Показался и сам хозяин с опухшим, помятым от лежания розовощеким лицом. Мы обнялись, и я почувствовал, какой упитанный у меня друг. Выскочил из своей комнаты с игрушечным автоматом в руках и четырехлетний Андрейка, очень похожий на мать живым, веселым личиком и круглыми черными глазками. Он тоже был толстый, розовощекий, и я едва поднял его на руки — такой он был тяжелый. Потом я протянул ему шоколадку, которую купил по дороге, но Андрейка капризно сморщился и затрещал в меня своим автоматом, и лампочка на конце ствола замигала.
— Как страшно! — сказал я и поднял руки.
Потом ужинали — ели жирный плов. Хотелось выпить водки, но никто мне ее не предлагал, и мне стало отчего-то досадно, когда Вячеслав заговорил о своем заводе, о том, какую он провел реорганизацию в деле сбыта; я отвечал ему довольно недружелюбно и не поддержал этой реорганизации. Завод, где он работает главным инженером, называется «Электроприбор», выпускают они всякую электрическую всячину, в том числе и утюги, и потому я сказал:
— Не сбыт надо усовершенствовать, а качество, тогда ваши утюги будут по почте выписывать, и никакой проблемы не будет.
— Качество не от нас зависит, — сказал мой друг и строго на меня посмотрел. — Если тебе вместо трансформаторного железа пришлют чугун, какое тут может быть качество…
Кажется, Наташа первая почувствовала, что разговоры в таком духе ни к чему хорошему не приведут, и со своим простодушным смехом вразумила меня:
— Знаешь, у нас со Славой уговор: дома обо всех этих глупостях не говорить, для этого есть конторы, кабинеты и всякие совещания, — вот там сколько угодно!
— Наташа! — сконфуженно заметил Вячеслав.
— А что, я не права? Ну скажи, не права? Ха-ха-ха!..
— В самом деле, — сказал я, — для той же работы нашей будет больше толку, если мы не будем говорить о ней все.
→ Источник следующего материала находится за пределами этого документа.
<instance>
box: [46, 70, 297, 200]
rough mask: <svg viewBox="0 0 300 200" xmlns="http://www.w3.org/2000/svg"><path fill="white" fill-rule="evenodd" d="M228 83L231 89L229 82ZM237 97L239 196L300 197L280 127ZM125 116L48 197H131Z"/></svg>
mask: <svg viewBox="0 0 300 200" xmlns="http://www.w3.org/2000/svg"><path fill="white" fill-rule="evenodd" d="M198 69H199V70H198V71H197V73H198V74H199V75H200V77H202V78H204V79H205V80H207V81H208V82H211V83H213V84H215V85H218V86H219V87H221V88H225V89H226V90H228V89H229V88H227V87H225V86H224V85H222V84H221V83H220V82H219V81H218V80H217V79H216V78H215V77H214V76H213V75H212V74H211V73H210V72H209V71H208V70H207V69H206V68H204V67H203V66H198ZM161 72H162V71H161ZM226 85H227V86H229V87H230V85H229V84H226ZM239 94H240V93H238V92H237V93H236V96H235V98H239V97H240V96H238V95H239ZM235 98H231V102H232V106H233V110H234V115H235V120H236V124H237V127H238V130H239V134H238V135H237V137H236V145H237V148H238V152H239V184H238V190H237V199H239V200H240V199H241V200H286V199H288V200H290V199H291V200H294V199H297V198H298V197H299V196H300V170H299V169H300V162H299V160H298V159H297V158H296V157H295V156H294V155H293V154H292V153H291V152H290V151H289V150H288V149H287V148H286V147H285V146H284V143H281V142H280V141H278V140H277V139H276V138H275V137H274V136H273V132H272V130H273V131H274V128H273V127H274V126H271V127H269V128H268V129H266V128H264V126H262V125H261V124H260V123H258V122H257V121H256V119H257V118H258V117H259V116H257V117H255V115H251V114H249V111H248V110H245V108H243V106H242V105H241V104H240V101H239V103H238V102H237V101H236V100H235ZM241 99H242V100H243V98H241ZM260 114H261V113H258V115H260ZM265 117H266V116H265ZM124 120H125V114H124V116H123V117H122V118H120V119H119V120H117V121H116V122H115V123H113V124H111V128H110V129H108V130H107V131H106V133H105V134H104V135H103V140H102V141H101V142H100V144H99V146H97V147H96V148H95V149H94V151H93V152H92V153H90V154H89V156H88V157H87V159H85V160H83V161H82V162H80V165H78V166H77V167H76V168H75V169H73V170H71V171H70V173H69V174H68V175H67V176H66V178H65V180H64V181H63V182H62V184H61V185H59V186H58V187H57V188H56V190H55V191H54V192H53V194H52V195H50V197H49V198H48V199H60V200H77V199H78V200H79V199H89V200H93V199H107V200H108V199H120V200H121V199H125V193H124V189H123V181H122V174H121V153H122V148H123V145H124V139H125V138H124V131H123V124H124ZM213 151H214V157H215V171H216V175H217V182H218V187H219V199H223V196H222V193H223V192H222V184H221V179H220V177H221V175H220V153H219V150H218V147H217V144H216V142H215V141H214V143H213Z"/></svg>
— Вот золотые слова, ха-ха-ха! — Наташа с веселым лукавством посмотрела мне прямо в глаза. — Ну-ка, признайся, когда на твоей свадьбе гулять будем?
— После посевной, как говаривал один мой знакомый.
Наташа попыталась продолжать этот разговор, вспомнила даже Аню, которая, как оказывается, до сих пор живет одна, но я только усмехался, не поддерживал этой темы, так что она скоро и иссякла. Но, признаться, слова об Ане, о том, что она отвергла все предложения самых завидных кавалеров и до сих пор живет одна, почему-то задели меня.
Потом пили чай, вспоминали других наших общих знакомых, кто куда уехал, где работает и т. д. Часов в десять я стал прощаться — самая пора возвращаться в гостиницу. Но Наташа с Вячеславом самым искренним образом запротестовали:
— Да что ты, какая гостиница, ночуй у нас, вот в этой комнате или здесь, где хочешь! — И пошли показывать все свои три комнаты, все мягкие диваны, ковры и шкафы.
Стоило большого труда не обидеть их своим отказом: ведь мы еще увидимся завтра, и если я получу свои моторы, то я и вся наша «Сельхозтехника»…
Вячеслав даже надулся при словах о моторах: как я могу сомневаться!.. Моторы уже давно ждут, я могу их получить на складе в любую минуту, надо только сослаться на него, на Пирогова… И я откланялся. Я даже поцеловал ручку у Наташи.
Пухлая белая ручка пахла пловом.
Новые дома, каких при мне еще не было, подступают к деревянному одноэтажному центру Вырасар с востока и запада, но это наступление медленное, так что любителям индивидуальных изб с садиками, палисадниками можно жить спокойно. В одном из таких домов и жила Аня, и найти этот дом мне было не трудно. Однако я не торопился. Да и приятно было пройти по морозному воздуху, поглядеть на ясную луну, на лучистые звезды… Звонко скрипел снег, я чувствовал, как жирный запах плова выветривается из моего полушубка, из шапки…
Минут пять стоял и смотрел на окна дома, где жила Аня. В окнах горел свет, иногда тень обозначалась на шторах, а потом опять было спокойно, будто в доме и не было никого.
Я открываю заскрипевшую калитку, иду по узкой, расчищенной от снега дорожке. И даже та скамеечка, на которой мы, бывало, сиживали, расчищена от снега.
Со странно застучавшим сердцем я нажимаю кнопку звонка.
Тотчас, словно в доме ждали этого звонка, зажглась в сенях лампочка, заскрипела на морозе дверь.
— Кто там? — раздался спокойный знакомый голос.
Дверь отворилась, в глаза ударил свет.
— А, это ты!.. — Голос дрогнул, и я увидел, как заблестели Анины глаза. — Входи…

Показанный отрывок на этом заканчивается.